Carlson and Greenwald Push Back Against Censorship: YouTube Caved to ‘The Mob and The Powerful’
FOX News host Tucker Carlson had left-wing journalist Glenn Greenwald of The Intercept on his show last night where the men both admonished YouTube for implementing Big Brother presumably because a homosexual Vox employee’s feelings were hurt.
Carlson offered a spirited defense of Stephen Crowder, the conservative pundit who offended the Vox blogger during his comedic podcasts prompting the blogger to push YouTube to censor content, claiming the demonetization of his videos is apart of the corporate war on the free press.
“Platforms like Twitter, Facebook and Youtube, these are the modern public square obviously. Congress has acknowledged them as such. Section 230 of the Communications Decency Act gives tech companies special immunity from being sued for defamation or fraud,” Carlson said.
“The effect is immunity, and that immunity is worth tens of billions of dollars. It’s one of the reasons the owners of Twitter, Facebook and Google are so rich. You guaranteed that to them through your representatives in the Congress. And yet in return, these tech companies violate the terms of the deal every minute of every day,” Carlson added.
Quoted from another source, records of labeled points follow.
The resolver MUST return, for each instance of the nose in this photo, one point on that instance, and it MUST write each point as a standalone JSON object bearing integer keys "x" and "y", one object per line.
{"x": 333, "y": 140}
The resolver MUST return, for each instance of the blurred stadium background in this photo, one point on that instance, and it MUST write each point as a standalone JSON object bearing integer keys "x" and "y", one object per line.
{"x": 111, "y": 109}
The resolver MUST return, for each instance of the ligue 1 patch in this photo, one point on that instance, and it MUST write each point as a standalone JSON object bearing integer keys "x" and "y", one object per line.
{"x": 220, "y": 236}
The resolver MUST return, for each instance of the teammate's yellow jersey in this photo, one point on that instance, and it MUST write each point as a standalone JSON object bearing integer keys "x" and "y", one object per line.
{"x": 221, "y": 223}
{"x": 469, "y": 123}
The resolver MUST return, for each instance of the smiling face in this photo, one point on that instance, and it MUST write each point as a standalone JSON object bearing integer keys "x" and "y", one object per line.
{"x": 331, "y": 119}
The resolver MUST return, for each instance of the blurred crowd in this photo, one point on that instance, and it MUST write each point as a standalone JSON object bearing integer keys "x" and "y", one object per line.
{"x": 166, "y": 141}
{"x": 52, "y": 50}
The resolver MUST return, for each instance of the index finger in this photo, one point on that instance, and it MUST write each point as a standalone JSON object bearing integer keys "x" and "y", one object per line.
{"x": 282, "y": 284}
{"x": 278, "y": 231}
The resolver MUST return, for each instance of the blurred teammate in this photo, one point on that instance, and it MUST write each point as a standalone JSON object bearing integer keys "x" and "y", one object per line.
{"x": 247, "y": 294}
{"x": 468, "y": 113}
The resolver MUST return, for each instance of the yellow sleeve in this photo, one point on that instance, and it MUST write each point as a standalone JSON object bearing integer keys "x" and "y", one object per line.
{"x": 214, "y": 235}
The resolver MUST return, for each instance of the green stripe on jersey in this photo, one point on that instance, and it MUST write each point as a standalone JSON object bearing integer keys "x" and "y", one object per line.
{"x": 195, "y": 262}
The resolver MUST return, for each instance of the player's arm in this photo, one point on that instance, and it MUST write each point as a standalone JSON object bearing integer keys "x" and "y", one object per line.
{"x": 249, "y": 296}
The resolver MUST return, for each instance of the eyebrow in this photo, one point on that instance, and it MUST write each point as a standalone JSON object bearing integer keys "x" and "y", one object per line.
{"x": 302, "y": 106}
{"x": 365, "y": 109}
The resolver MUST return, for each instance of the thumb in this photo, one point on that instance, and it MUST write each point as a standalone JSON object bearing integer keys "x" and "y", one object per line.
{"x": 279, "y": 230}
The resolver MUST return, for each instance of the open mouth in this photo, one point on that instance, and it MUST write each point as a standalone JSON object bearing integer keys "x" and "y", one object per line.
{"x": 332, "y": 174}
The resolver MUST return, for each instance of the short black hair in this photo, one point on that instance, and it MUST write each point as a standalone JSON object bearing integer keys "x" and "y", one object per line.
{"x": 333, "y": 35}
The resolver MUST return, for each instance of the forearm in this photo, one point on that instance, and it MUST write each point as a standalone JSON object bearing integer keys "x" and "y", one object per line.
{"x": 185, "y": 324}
“They’re not open forums. They’re ongoing exercises in control and censorship,” Carlson said to conclude his rant.
Backing up Carlson’s points is the fact that independent, non-partisan journalist Ford Fischer of News2Share and history teacher Scott Allsop were also targeted in the purge alongside Crowder and other right-wing voices. This shows that it is more than just conservative provocateurs who are being impacted by YouTube’s truth commission and Orwellian censorship on other digital platforms.
Greenwald largely agreed with Carlson’s take. The openly homosexual liberal believes Crowder is a “contemptuous cretin” for the remarks he made, but believes he should nevertheless have the right to say them.
“I find Crowder to be a contemptuous cretin,” Greenwald said. “I think he is a bully and bigot. He did not just criticize Carlos, he mocked him for being gay and Latino and sent a lot of harassment his way. That’s the point. Censorship advocates want our brains to just go to the first level of, ‘Do we hate their person and are we glad they are being censored?’
“In reality, this power to censor was not one they wanted,” he added. “It was one that was hoisted upon them largely by journalists who demanded they remove voices from the Internet. Imagine going into journalism and begging corporations to silence people.”
Greenwald noted that the giving a platform to individuals like Crowder is far less of a threat than a mob of jackals having the power to shutter voices based on their capricious whims.
“YouTube caved in defense of the powerful,” Greenwald told Carlson. “That’s what they will always do. Defend the mob and the powerful at the expense of those who are marginalized.”
Vox Media is partly owned by Comcast, one of the most powerful media corporations in the world. Their subsidiary, NBCUniversal pumped $200 million into the fledgling media company in 2015. Begging fellow monolithic corporations to censor their competitors may be their only possible chance to stay afloat at this point.